Three days earlier, New Energy Times science journalists Steven Krivit and Nadine Winocur had released a 50-page report on the current state of cold fusion. According to this report, almost 15,000 cold fusion experiments have been performed around the world since the field was declared anathema in 1989. In the first years after the initial announcement, experimental results were erratic and inconsistent, often with positive results occurring in only about 10 percent of the experiments. Within the last five years, however, successful replications have been occurring much more frequently. Five years ago, the Fleichmann-Pons effect had been observed in only about 45 percent of the experiments performed. Now, according to Krivit and Winocur, the effect has been reproduced at a rate of 83%. Experimenters in Japan, Romania, the United States, and Russia have reported a reproducibility rate of 100 percent.
This experimental success is due in large measure to more refined methods of measuring excess heat and detecting the signatures of nuclear reactions. Over the years, experimenters have discovered that in order to obtain more robust results, the ratio of deuterium atoms in the electrolyte solution to palladium atoms in the cathode must be above a certain minimum threshold. This is referred to as “loading.” The density of the electric current passing through the system must likewise reach a certain threshold. More recently, it was discovered that excess heat could be generated faster if the reaction could be triggered in some fashion. In a paper presented at the 10th International Conference of Cold Fusion, held at MIT in August 2003, researchers Dennis Cravens and Dennis Letts presented a variety of methods that could be used to “shock the system,” including current-pulsing, radio frequency excitations, and laser stimulation. Actual experiments were carried out at the conference, and the results were manifest for all to see.
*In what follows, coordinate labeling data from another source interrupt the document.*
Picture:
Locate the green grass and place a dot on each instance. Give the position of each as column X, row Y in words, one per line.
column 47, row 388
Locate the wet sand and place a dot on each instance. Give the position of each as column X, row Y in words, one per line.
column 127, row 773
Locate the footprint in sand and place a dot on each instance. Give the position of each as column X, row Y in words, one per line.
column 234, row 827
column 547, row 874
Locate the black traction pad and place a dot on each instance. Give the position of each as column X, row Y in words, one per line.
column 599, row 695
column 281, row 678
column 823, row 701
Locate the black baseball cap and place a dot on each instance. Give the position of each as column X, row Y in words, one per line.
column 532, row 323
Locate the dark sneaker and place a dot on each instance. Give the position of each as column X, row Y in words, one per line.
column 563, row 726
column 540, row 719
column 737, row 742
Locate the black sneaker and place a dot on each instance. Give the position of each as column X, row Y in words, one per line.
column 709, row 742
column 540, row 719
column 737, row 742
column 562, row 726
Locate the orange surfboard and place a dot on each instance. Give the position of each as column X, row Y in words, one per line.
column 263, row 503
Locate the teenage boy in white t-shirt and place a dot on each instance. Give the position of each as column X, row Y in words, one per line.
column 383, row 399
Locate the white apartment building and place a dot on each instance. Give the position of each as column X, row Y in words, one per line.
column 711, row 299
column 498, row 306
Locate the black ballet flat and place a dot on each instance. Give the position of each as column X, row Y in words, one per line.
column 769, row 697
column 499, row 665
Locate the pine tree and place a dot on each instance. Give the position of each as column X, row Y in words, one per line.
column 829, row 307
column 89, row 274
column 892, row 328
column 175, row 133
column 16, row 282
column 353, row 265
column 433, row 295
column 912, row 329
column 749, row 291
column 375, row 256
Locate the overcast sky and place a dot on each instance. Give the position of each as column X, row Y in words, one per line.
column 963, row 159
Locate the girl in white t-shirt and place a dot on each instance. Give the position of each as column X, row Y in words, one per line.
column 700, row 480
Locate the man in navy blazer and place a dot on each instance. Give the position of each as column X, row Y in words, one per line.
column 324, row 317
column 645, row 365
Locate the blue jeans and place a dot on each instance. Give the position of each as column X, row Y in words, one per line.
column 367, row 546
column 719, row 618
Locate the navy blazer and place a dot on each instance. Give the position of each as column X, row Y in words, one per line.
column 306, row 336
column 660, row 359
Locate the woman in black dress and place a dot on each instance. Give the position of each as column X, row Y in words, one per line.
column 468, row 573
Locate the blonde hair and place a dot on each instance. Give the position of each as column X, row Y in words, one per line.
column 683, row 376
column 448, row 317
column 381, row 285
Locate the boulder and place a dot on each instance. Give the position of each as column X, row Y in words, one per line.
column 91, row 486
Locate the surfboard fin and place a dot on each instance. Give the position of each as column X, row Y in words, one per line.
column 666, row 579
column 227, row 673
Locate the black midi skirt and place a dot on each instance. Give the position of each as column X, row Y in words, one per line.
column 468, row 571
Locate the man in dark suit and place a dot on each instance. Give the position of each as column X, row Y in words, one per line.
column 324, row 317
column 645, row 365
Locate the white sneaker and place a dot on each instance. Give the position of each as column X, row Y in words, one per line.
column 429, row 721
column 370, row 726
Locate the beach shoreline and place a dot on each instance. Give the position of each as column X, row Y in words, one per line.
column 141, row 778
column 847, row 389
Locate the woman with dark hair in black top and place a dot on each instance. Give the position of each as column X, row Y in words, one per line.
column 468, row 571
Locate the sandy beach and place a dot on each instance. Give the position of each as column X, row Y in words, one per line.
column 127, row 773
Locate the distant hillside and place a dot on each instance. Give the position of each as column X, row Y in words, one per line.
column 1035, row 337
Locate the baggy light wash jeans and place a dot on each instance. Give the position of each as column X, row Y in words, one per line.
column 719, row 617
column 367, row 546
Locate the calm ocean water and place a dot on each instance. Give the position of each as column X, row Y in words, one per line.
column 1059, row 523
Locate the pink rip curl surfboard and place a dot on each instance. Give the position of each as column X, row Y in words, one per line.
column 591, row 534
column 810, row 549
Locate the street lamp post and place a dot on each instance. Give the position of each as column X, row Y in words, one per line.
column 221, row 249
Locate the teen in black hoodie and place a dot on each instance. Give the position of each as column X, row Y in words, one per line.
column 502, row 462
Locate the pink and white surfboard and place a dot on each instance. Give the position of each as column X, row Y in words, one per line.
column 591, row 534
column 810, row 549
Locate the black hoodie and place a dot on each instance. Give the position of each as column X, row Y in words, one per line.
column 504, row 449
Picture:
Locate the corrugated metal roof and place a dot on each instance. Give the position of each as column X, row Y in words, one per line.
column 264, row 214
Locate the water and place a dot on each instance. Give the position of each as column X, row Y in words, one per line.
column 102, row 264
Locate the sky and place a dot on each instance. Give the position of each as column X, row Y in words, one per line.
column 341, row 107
According to Dr. Eugene Mallove, editor of Infinite Energy Magazine and a passionate advocate of cold fusion development, the evidence of excess heat and products from nuclear reactions is so extensive as to compel a finding that the cold fusion phenomenon is real. Were it not for Dr. Mallove and others who kept the faith, cold fusion might well have faded from the public consciousness.
When the Department of Energy decided to give cold fusion another hearing, it made no public announcement and did not post any information about its decision on its website. Nevertheless, Dr. Mallove remains confident that once the Department evaluates the evidence in an open-minded and unbiased fashion, it will reconsider its earlier rejection of cold fusion and pave the way for funding of next-generation cold fusion research.
Whether or not cold fusion can be turned into a useful source of energy remains uncertain. But the first step of that 1000-mile journey has been taken. The existence of the phenomenon discovered by Fleischmann and Pons in 1989, then disavowed by the scientific establishment, but subsequently confirmed worldwide in thousands of experiments, may finally be recognized as a revolutionary discovery of science. Cold Fusion may become hot news again.